Estimating mortality burden attributable to short-term PM2.5 exposure: A national observational study in China

Li, Tiantian; Guo, Yuming; Liu, Yang; Wang, Jiaonan; Wang, Qing; Sun, Zhiying; He, Mike Zhongyu; Shi, Xiaoming

Studies worldwide have estimated the number of deaths attributable to long-term exposure to fine airborne particles (PM2.5), but limited information is available on short-term exposure, particularly in China. In addition, most existing studies have assumed that short-term PM2.5-mortality associations were linear. For this reason, the use of linear exposure-response functions for calculating disease burden of short-term exposure to PM2.5 in China may not be appropriate.

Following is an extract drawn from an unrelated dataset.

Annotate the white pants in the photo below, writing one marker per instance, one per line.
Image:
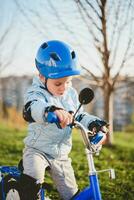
(60, 169)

There is an urgent need for a comprehensive, evidence-based assessment of the disease burden related to short-term PM2.5 exposure in China. Here, we explored the non-linear association between short-term PM2.5 exposure and all-cause mortality in 104 counties in China; estimated county-specific mortality burdens attributable to short-term PM2.5 exposure for all counties in the country and analyzed spatial characteristics of the mortality burden due to short-term PM2.5 exposure in China. The pooled PM2.5-mortality association was non-linear, with a reversed J-shape. We found an approximately linear increased risk of mortality from 0 to 62 μg/m3 and decreased risk from 62 to 250 μg/m3. We estimated a total of 169,862 additional deaths from short-term PM2.5 exposure throughout China in 2015. Models using linear exposure-response functions for the PM2.5-mortality association estimated 32,186 deaths attributable to PM2.5 exposure, which is 5.3 times lower than estimates from the non-linear effect model. Short-term PM2.5 exposure contributed greatly to the death burden in China, approximately one seventh of the estimates from the chronic effect. It is essential and crucial to incorporate short-term PM2.5-related mortality estimations when considering the disease burden attributable to PM2.5 in developing countries such as China. Traditional linear effect models likely underestimated the mortality burden due to short-term exposure to PM2.5.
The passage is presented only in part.